The debate over using corticosteroids highlights their potential to suppress excessive immune responses to the organism. However, their immunosuppressive effects could also increase the fungal burden, which raises concerns. ⁸ A report by Furlan et. Al supports the use of steroids in the treatment of blastomycosis-induced ARDS as the patient they described significantly improved after initiating methyl prednisone and ultimately recovered. ¹⁸

In the study by Schwartz et al, corticosteroid use did not show a survival benefit in either univariate (P = .43) or multivariate analyses (OR = 0.52, 95% confidence interval = 0.11-2.34).

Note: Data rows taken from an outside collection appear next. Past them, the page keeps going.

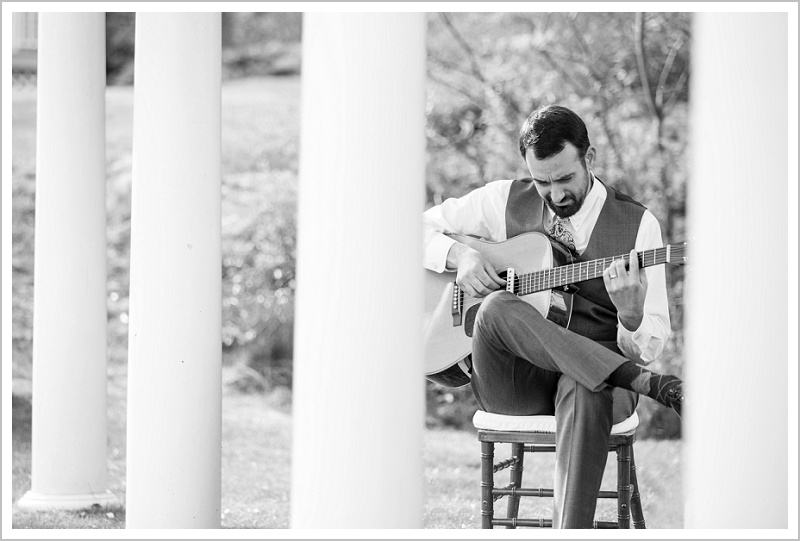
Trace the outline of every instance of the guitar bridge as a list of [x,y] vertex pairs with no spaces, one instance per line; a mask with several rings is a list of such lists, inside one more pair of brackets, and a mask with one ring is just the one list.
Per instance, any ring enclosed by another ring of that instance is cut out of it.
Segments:
[[461,325],[463,318],[461,317],[461,308],[464,305],[464,295],[458,284],[453,282],[453,300],[450,303],[450,314],[453,316],[453,327]]

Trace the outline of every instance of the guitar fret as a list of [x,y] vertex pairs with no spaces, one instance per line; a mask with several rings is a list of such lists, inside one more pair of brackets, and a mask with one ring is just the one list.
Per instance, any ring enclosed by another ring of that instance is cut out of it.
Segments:
[[[676,259],[683,257],[681,255],[682,249],[682,246],[665,246],[662,248],[645,250],[637,254],[636,263],[638,264],[639,268],[646,268],[662,263],[670,263],[672,255],[674,255]],[[630,262],[630,254],[622,254],[612,257],[594,259],[592,261],[572,263],[569,265],[562,265],[560,267],[552,267],[549,269],[543,269],[536,272],[519,275],[518,294],[527,295],[537,291],[554,289],[564,285],[582,282],[584,280],[599,278],[614,261],[618,261],[620,259],[624,260],[625,262]]]

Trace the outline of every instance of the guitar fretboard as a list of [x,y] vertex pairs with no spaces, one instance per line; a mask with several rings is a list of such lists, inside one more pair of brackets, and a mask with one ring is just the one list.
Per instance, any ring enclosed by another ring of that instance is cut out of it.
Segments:
[[[612,262],[624,259],[630,263],[630,254],[606,257],[584,261],[583,263],[572,263],[561,267],[553,267],[528,274],[519,274],[514,283],[514,293],[517,295],[529,295],[538,291],[563,287],[577,282],[584,282],[599,278]],[[686,261],[686,244],[674,244],[662,248],[654,248],[638,252],[637,259],[639,268],[661,265],[663,263],[680,263]]]

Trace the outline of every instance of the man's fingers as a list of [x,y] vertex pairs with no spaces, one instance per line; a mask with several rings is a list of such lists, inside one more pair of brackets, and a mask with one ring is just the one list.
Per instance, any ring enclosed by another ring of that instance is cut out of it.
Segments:
[[[492,281],[493,281],[495,284],[497,284],[497,285],[499,285],[499,286],[505,286],[505,285],[506,285],[506,281],[505,281],[505,280],[503,280],[502,278],[500,278],[500,275],[499,275],[499,274],[497,274],[497,272],[495,272],[495,270],[494,270],[494,267],[492,267],[492,266],[491,266],[491,265],[489,265],[488,263],[485,263],[485,264],[483,265],[483,269],[486,271],[486,275],[487,275],[489,278],[491,278],[491,280],[492,280]],[[486,284],[486,285],[489,285],[489,284]]]
[[639,281],[639,256],[636,250],[631,250],[630,275],[633,281]]
[[488,274],[482,274],[475,277],[476,280],[473,282],[473,287],[475,290],[480,294],[480,296],[485,297],[492,291],[496,291],[500,289],[500,286],[495,283],[494,280]]
[[463,291],[470,297],[485,297],[486,295],[492,292],[491,289],[483,285],[483,283],[478,279],[477,276],[472,276],[469,279],[461,281],[456,280],[456,283],[461,288],[461,291]]
[[478,283],[475,284],[475,289],[482,290],[482,288],[485,288],[485,289],[487,289],[489,291],[493,291],[493,290],[497,289],[497,286],[495,285],[494,280],[492,280],[489,277],[488,274],[477,276],[477,279],[478,279]]
[[[480,282],[478,282],[478,283],[480,284]],[[469,295],[470,297],[475,297],[475,298],[485,297],[486,295],[488,295],[489,293],[492,292],[491,289],[489,289],[488,287],[486,287],[483,284],[480,284],[480,285],[469,284],[469,285],[465,286],[463,289],[464,289],[464,292],[467,295]]]
[[628,275],[627,269],[625,269],[625,260],[624,259],[616,259],[611,265],[608,267],[609,276],[612,280],[624,280],[625,277]]
[[464,280],[464,283],[459,285],[464,293],[471,297],[485,297],[492,291],[500,289],[500,285],[505,284],[504,281],[501,280],[501,282],[502,284],[497,284],[488,274],[481,273]]

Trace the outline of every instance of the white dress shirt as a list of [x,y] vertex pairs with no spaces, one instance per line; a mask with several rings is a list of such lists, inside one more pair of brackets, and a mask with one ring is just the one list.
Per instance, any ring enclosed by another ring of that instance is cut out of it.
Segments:
[[[592,188],[586,195],[580,210],[565,221],[575,241],[578,254],[589,245],[592,231],[603,209],[607,192],[605,186],[592,177]],[[502,242],[506,237],[506,203],[512,180],[497,180],[473,190],[458,199],[451,198],[432,207],[423,214],[423,263],[425,268],[436,272],[445,271],[447,253],[455,241],[443,233],[473,235],[491,242]],[[548,223],[553,212],[545,206]],[[644,211],[634,248],[636,251],[663,246],[661,226],[649,210]],[[618,255],[618,254],[611,254]],[[644,301],[644,317],[639,328],[629,331],[617,322],[617,345],[623,354],[637,362],[650,363],[664,350],[672,334],[667,304],[666,271],[664,265],[645,269],[647,294]]]

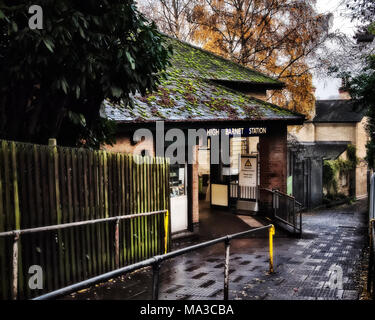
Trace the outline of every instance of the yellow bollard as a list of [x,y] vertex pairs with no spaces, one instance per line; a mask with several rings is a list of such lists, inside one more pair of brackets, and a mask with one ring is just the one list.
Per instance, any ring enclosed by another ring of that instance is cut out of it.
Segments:
[[270,273],[273,273],[273,236],[275,235],[275,226],[271,225],[268,229],[269,242],[270,242]]
[[168,234],[169,234],[169,211],[165,212],[164,217],[164,254],[168,253]]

Bootstrap analyses indicated that around 500 patients would be needed to demonstrate a significant reduction in mortality, emphasizing the study’s limited sample size. ⁹ However, there are no current clear recommendations for steroid use, but it is hypothesized that individuals with exaggerated inflammatory responses might benefit from steroid use. ¹⁶ Another potentially useful modality is ECMO, which might prolong the time available to diagnose and initiate treatments in patients with severe blastomycosis. ¹⁷

Conclusion

This case highlights the need to consider blastomycosis in patients with severe pneumonia who do not respond to treatment, especially in endemic areas. Blastomycosis, a potentially life-threatening fungal infection, can rapidly progress to ARDS, particularly in individuals with diabetes. Early diagnosis is essential, but this case demonstrates the challenges in identifying blastomycosis, as its symptoms can mimic those of other conditions, leading to treatment delays. Despite appropriate antifungal therapy, the delayed diagnosis contributed to the patient’s deterioration and eventual death. This emphasizes the importance of clinicians maintaining a high suspicion for fungal infections in endemic regions to avoid delays that can impact survival.